When people think of water pollution, what comes to mind? Maybe visions of sewage run offs, industrial plants, oil spills, etc?

I was certainly surprised to learn that “industrial agriculture is among the leading causes of water pollution in the United States today.

Farms? Really? Must be corporate farms then right? Wrong. Only 4% of farms in the United States are corporate farms.

So the lonely people using FarmersOnly.com need to get their shit together. Literally, manure stored in silos and lagoons spilling into streams, rivers, and other bodies of water during storms. But animal waste/byproduct isn’t half as bad as the hormones and antibiotics that are seeping into fresh water supplies.

That’s right, it’s not just hipsters who want grass-fed beef for their steaks and burgers.

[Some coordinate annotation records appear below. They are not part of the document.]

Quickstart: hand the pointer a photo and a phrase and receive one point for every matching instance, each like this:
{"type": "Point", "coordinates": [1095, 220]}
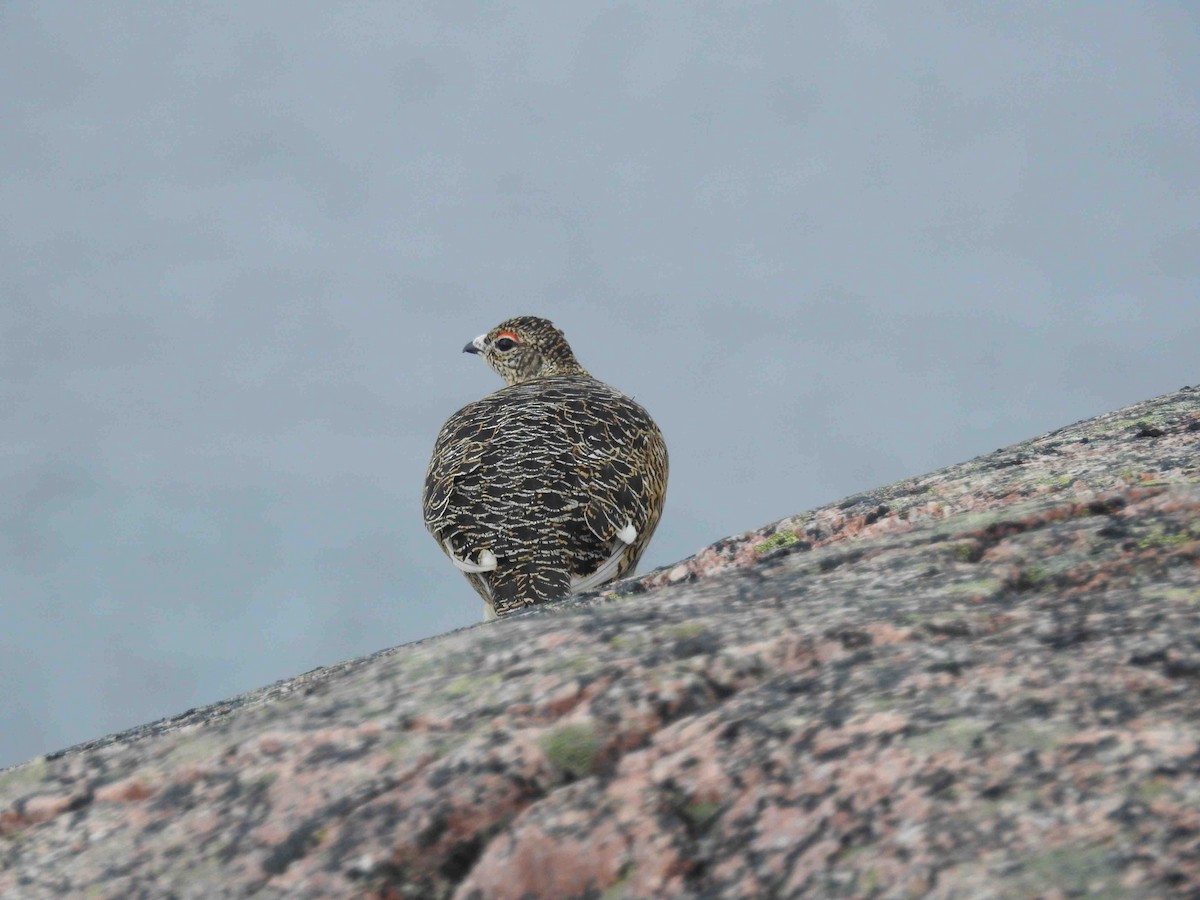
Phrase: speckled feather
{"type": "Point", "coordinates": [545, 473]}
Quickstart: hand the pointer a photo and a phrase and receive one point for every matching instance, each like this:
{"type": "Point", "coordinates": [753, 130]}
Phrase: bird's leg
{"type": "Point", "coordinates": [609, 568]}
{"type": "Point", "coordinates": [486, 561]}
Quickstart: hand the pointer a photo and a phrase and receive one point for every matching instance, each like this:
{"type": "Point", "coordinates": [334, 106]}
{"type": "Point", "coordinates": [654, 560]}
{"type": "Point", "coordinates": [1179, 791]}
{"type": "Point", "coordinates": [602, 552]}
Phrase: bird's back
{"type": "Point", "coordinates": [544, 475]}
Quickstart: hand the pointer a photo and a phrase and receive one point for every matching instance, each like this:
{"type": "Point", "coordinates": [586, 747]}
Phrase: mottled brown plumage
{"type": "Point", "coordinates": [550, 486]}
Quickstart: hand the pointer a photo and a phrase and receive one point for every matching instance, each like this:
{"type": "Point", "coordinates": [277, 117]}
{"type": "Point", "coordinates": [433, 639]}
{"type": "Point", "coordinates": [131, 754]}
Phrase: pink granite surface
{"type": "Point", "coordinates": [984, 682]}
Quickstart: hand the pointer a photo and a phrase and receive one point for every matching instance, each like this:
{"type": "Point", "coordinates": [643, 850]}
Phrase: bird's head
{"type": "Point", "coordinates": [525, 348]}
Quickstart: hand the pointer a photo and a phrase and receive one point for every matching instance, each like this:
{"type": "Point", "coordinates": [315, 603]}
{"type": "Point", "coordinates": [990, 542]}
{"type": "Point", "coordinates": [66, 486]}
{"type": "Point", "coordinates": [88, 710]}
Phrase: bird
{"type": "Point", "coordinates": [550, 486]}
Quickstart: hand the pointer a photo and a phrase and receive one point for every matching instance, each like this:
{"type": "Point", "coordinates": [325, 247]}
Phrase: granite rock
{"type": "Point", "coordinates": [983, 682]}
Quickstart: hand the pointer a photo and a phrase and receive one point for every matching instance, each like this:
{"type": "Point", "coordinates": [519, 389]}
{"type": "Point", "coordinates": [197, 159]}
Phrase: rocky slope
{"type": "Point", "coordinates": [984, 682]}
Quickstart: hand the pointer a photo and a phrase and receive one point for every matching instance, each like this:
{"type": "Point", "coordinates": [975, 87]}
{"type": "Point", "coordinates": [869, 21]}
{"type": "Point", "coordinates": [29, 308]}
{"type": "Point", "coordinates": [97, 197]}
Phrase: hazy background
{"type": "Point", "coordinates": [241, 246]}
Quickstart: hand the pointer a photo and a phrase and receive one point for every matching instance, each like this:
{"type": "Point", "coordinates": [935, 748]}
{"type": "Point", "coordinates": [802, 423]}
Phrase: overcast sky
{"type": "Point", "coordinates": [241, 246]}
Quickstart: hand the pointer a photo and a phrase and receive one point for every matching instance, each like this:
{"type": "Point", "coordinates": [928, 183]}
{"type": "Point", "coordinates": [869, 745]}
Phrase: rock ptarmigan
{"type": "Point", "coordinates": [550, 486]}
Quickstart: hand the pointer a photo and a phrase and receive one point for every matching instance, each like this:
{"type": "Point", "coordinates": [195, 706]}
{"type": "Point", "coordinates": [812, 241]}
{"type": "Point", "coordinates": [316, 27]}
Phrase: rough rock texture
{"type": "Point", "coordinates": [984, 682]}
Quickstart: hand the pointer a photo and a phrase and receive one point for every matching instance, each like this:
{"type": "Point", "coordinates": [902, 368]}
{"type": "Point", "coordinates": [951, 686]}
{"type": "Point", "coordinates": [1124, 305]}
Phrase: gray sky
{"type": "Point", "coordinates": [241, 246]}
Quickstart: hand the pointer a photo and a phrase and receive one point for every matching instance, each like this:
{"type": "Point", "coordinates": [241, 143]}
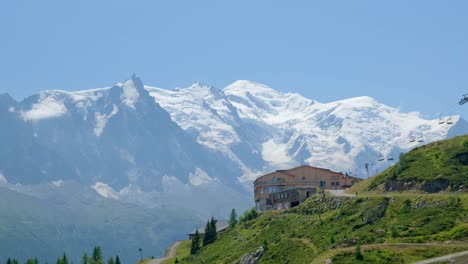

You see folks, farmers pump hormones and antibiotics either into the animals directly or into their food supply so they’ll grow faster and won’t get sick before they’re slaughtered. This means farmers can make more money by having a higher quantity of physically larger meat and poultry sources. This is why there are so many fast food places with cheap burgers and chicken sandwiches and why organic, grass-fed beef and poultry is more expensive. Animals fed grass are smaller and take longer to mature.

Now the vast majority of ‘Mericans don’t care about what their meat is fed before they eat it. They want more chicken nuggets and bigger burgers as cheap and as often as possible. How else can every fast food place have a dollar menu after all?

However, the hormones and antibiotics that are getting into the rivers and streams are starting to mutate the wildlife.

If the fish are getting mutated, what is happening/going to happen to human beings who come into contact with this water?